Sorry for the late response. I'm not really active on the forum, but my spouse is and he pointed me to your post!
I'm a data scientist in the e-commerce/marketing space (not Amazon), and I came from an academic background which is where I learned stats and R. I managed to get in the field without Python, but most of my work is more stats-focused so R in honestly the better tool for me.
I've been involved in a few hires for data science internships/entry-level data analyst positions. For these we've had luck with graduates from data science bootcamps, specifically Metis and the Flatiron School since we're NYC-based. So, I'd say those are two that I'd consider to be reasonably reputable. That said, to be honest, I don't think I'd hire a full-blown data scientist directly from a bootcamp unless they either had some appreciable experience beforehand or afterward, like a background in computer science, a PhD in a statistically-rigorous discipline, or industry experience in analytics. The field is still kind of a wild west right now so your mileage may vary, but I wouldn't expect to come out of a bootcamp making six figures.
In my somewhat limited experience, the industry is currently pretty glutted with entry-level applicants which makes it tricky (but not impossible) to stand out. If I were starting out from scratch in analytics/data science, these are the things I'd consider the be the bare minimum qualifications to get your resume looked at for an entry-level role, and beyond are the things that make someone stand out.
Bare minimum:
- Proficiency with SQL.
- Proficiency with R or Python (some places are Python-only).

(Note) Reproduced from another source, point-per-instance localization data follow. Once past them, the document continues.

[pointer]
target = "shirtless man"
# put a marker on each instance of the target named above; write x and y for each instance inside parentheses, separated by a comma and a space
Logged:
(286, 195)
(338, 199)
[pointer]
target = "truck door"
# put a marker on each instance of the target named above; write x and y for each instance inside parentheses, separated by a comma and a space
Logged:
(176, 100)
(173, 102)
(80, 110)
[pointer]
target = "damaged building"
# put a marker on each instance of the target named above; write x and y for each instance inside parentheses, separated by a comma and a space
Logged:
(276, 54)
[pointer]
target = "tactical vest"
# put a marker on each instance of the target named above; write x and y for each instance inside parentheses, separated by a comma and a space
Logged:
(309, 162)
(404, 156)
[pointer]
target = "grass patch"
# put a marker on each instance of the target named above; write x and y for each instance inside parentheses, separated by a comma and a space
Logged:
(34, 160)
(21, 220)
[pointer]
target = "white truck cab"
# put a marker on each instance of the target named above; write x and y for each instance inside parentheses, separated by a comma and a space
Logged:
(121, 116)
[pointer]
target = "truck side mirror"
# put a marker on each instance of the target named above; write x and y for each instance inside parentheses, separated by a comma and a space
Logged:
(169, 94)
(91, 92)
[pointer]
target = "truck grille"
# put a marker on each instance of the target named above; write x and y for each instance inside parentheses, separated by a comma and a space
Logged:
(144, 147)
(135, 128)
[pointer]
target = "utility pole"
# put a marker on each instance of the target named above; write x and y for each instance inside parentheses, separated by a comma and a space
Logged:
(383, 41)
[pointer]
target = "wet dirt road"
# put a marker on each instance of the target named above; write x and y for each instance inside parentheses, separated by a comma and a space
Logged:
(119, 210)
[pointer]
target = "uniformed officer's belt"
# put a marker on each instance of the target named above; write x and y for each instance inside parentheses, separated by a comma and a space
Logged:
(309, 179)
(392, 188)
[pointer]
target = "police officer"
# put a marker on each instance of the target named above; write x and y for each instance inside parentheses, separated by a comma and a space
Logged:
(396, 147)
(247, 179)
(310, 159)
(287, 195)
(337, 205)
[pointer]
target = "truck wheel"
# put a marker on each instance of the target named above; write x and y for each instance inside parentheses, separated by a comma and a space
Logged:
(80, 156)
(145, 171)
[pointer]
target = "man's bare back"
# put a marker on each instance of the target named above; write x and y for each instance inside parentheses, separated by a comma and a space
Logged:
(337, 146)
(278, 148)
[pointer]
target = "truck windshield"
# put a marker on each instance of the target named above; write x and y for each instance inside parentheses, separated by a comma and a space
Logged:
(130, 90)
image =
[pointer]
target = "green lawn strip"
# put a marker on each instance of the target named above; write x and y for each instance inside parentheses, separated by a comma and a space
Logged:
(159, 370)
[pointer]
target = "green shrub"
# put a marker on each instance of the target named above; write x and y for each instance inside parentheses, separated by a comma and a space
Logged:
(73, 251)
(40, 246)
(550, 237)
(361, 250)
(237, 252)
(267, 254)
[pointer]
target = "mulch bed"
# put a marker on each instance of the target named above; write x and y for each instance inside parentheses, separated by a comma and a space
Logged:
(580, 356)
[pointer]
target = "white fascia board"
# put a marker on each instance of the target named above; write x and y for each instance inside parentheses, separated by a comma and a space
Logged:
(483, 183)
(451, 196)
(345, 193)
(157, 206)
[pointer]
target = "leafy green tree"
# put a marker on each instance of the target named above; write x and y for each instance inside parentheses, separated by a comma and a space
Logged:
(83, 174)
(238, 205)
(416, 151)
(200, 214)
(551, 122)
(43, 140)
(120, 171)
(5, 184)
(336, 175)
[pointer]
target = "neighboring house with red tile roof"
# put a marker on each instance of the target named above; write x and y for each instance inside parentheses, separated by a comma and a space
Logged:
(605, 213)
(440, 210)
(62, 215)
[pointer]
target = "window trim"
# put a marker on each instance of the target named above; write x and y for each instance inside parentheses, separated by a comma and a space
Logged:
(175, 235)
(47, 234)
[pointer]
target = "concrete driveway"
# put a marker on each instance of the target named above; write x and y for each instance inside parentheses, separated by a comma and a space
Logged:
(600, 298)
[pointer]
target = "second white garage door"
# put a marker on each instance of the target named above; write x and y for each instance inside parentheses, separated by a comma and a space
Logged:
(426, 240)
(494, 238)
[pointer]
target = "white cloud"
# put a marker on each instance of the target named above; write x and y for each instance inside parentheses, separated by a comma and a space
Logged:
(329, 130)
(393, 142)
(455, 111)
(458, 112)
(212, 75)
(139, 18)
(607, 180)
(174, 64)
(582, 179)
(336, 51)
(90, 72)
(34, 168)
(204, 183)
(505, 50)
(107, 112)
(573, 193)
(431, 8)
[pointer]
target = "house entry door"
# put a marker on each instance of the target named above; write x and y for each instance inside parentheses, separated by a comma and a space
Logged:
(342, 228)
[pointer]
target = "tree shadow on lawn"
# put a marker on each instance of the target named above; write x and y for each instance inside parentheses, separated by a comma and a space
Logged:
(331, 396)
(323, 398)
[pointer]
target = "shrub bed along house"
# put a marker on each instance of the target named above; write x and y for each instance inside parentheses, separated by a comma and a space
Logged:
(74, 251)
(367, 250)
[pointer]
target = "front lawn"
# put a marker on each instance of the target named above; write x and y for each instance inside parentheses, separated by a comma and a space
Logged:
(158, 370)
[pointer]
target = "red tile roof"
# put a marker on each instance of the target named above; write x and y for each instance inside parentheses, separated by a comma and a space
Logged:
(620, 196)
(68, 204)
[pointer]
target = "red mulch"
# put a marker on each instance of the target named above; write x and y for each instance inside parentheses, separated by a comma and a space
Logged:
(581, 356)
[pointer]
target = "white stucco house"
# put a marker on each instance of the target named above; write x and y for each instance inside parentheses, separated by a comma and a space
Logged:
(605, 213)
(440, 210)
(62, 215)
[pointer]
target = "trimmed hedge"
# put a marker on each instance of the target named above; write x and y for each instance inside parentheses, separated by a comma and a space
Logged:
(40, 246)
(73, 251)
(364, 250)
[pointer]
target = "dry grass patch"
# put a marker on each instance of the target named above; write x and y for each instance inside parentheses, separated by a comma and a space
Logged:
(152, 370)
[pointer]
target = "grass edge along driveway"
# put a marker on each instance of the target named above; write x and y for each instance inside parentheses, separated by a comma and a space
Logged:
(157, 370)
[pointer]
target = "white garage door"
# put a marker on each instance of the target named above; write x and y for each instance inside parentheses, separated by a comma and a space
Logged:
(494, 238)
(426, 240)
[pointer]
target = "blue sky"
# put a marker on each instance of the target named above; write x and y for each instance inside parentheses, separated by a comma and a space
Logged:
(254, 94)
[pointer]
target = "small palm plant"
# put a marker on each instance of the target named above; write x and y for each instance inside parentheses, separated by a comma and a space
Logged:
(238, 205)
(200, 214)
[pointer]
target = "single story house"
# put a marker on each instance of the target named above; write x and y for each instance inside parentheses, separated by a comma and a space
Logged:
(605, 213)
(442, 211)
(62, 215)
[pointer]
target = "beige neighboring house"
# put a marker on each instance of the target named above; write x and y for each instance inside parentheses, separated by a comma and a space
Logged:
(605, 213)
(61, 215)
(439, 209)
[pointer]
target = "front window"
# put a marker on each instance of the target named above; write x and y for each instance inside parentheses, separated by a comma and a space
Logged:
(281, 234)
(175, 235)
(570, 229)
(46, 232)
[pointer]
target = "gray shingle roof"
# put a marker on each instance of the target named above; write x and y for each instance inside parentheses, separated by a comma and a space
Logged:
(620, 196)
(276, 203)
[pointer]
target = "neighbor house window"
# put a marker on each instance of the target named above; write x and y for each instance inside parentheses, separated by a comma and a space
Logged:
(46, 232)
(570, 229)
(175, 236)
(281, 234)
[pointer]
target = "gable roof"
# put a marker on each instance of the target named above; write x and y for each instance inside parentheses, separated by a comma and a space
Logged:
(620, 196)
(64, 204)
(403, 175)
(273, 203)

- Projects and/or previous experience that are described coherently/succinctly on resume (these can be things that you do in the context of a bootcamp).
Stands out:
- A thoughtful GitHub repo with polished projects that have a clear motivation/takeaway.
- Actual real-world experience (prior internships, academic experience, etc.).
- Experience with business intelligence software like Tableau, Looker, or PowerBI.
- Experience with other tools specific to the role. For my company that might be Google Analytics or dbt (data build tool), others have mentioned how VBA/SAS/Salesforce are useful in their companies.
- Excellent communication skills, as demonstrated via resume/cover letter/project descriptions.
Beyond that, it's kind of hard to give super specific advice without knowledge of your background, but I think that finding a niche to occupy can be a good strategy, whether you pursue that alongside or independent of data science education. Another emerging field it might be worthwhile to look into is analytics engineering, which the creators of dbt write about here:
blog.getdbt.com/what-is-an-analytics-engineer/
. It's a lot less sexy than data science, but there aren't as many folks clamoring to make the really immaculate data sets that underlies all really great analytics work.
Overall I think data science skills are still very much in-demand but a bootcamp alone may or may not be sufficient to get your foot in the door depending on your background/prior experience.